Ela ergueu o olhar: "Se você não tiver sido contaminado, consegue me tirar daqui com segurança?"
"Consigo." Rafael disse.
Serena acreditou naquelas palavras.
Ela sorriu para ele: "Então vou dormir um pouco. O resto fica com você."
Rafael pareceu adivinhar o que ela ia fazer, e franziu o cenho imediatamente: "Não faz nada disso!"
"Não vai dar problema. Veneno eu tenho desde pequena." Serena deu de ombros, o tom leve: "Já estou acostumada."
Dito isso, ela tirou as agulhas em velocidade, aplicando em vários pontos de pressão de Rafael.
As pessoas ao redor continuavam se fechando, mas ninguém avançou.
Estavam esperando Rafael cair sozinho.
Serena foi rápida. Quando estava com a penúltima agulha, ela virou de frente para Rafael de uma vez.
Ficou na ponta dos pés, enlaçou o pescoço dele, e os lábios pousaram nos dele.
Rafael ficou paralisado por um instante.
E ao mesmo tempo, a última agulha entrou num ponto específico na nuca dele.
Ele sentiu o corpo endurecer por um momento.
E ao mesmo tempo, todos os venenos dentro do corpo pareceram ganhar vida de repente, atraídos por algo, subindo todos em direção à garganta.
Ele entendeu imediatamente o que Serena estava fazendo, quis empurrá-la para longe.
Mas não conseguia se mover.
E naqueles poucos segundos de imobilidade, a moça nos seus braços absorveu todos os venenos do corpo dele de uma vez.
Os dedos dela retiraram todas as agulhas rapidamente, ela cuspiu um fio de sangue escuro, e foi murchando, desmaiando.
O coração de Rafael parou por uma fração de segundo. Ele estendeu o braço e a prendeu antes que caísse.
Ela estava quieta no peito dele, como uma gatinha que não consegue acordar.
Os olhos de Rafael se estreitaram. O olhar frio e afiado varreu todos os que estavam se aproximando.
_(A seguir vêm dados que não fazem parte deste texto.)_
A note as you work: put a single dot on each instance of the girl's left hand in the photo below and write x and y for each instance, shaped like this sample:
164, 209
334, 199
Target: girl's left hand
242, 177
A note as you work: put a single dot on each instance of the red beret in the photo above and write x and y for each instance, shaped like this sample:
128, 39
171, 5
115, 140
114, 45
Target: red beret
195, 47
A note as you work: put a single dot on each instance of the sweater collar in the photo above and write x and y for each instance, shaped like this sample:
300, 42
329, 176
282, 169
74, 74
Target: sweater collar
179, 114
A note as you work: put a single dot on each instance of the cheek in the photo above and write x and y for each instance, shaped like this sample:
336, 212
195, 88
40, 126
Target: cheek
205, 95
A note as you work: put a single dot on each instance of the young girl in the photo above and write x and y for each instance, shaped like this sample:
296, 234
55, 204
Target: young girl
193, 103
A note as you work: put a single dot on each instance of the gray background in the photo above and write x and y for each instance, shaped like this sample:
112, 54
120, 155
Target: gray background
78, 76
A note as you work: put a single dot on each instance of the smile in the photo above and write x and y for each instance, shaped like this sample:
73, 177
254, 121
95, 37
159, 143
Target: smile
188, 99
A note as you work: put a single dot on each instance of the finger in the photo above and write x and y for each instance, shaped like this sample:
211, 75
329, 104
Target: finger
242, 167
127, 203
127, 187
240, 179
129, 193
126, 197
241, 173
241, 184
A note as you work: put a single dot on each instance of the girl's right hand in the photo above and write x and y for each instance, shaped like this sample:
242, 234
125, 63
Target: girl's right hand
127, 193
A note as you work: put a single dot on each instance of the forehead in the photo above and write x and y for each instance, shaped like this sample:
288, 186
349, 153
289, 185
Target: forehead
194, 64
Gritos e urros ao redor por toda parte.
Mas Rafael só conseguia ouvir a respiração longa e uniforme da mulherzinha no seu peito.
Ela estava bem.
Rafael a ergueu nos braços e foi em direção à saída o mais rápido que podia.
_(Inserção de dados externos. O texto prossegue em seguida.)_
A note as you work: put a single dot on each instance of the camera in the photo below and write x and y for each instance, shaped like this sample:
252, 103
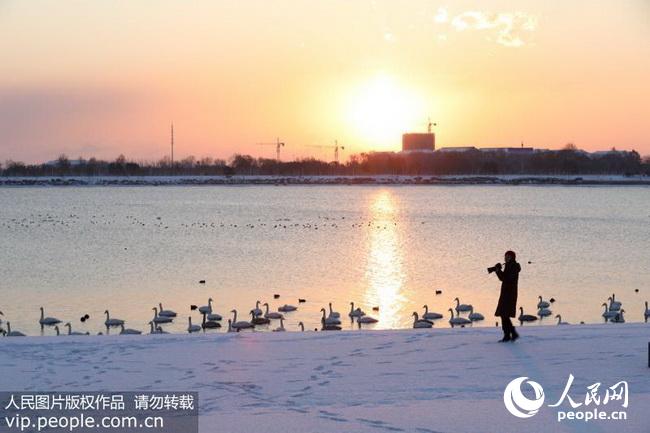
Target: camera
494, 268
A adaga de Heitor saiu da bainha. A lâmina fria e afiada foi sendo banhada de vermelho repetidamente.
Só então as pessoas presentes testemunharam o que o
Vazio
realmente era capaz.
Sem brutalidade desnecessária. Só um silêncio devastador que varria tudo no caminho.
Os melhores lutadores da arena foram caindo, um a um, até que uma passagem vermelha foi tomando forma.
Benjamin estava na sombra, observando aquela cena, a veia da testa saltando.
Ele sacou a arma.
O barulho ao redor era ensurdecedor. O clique da munição foi completamente engolido pelo caos.
Ele mirou nas costas de Rafael.
No instante em que foi puxar o gatilho, o braço foi levemente empurrado por alguém.
Bang.
O tiro disparou. Acertou uma luminária suspensa, que explodiu em fragmentos de vidro colorido pelo chão.
Rafael e Serena já haviam desaparecido.
Benjamin se virou com força, os olhos cravados na mulher ao lado: "Você quer morrer?!"
Dito isso, gritou para os subordinados: "Captura ele! Mata ele, eu dou a vocês a participação no negócio!"
Os subordinados entraram em frenesi.
A mulher ficou tranquila, com uma risada baixa: "Benjamin, não adianta mais lutar. A gente fez o que podia, não fez?"
Benjamin estava suando frio, batendo o pé: "Se ele não morrer, somos nós que morremos!"
"As pessoas morrem." Os olhos da mulher ficaram fundos de repente: "Depois de tantos anos nessa arquibancada, ainda não vimos o suficiente?"
"Você é completamente louca!" Benjamin tremia de raiva.
Rafael havia escapado do tiro. Não haveria segunda chance.
"Você se apaixonou pelo tal
Vazio
, não foi?" Benjamin olhou para o corredor vazio, como se já pudesse ver o resultado da sua falha.
Um tremor nas pernas, e ele afundou no chão.
"Eu?" A mulher se abaixou e aproximou os lábios do ouvido dele, com uma risada suave: "Uma pessoa que pode não ver o amanhecer do dia seguinte a qualquer momento merece ter amor?"
Ela se endireitou, virou e foi embora.
Enquanto isso, Rafael, com Serena nos braços, já havia chegado à saída do teatro.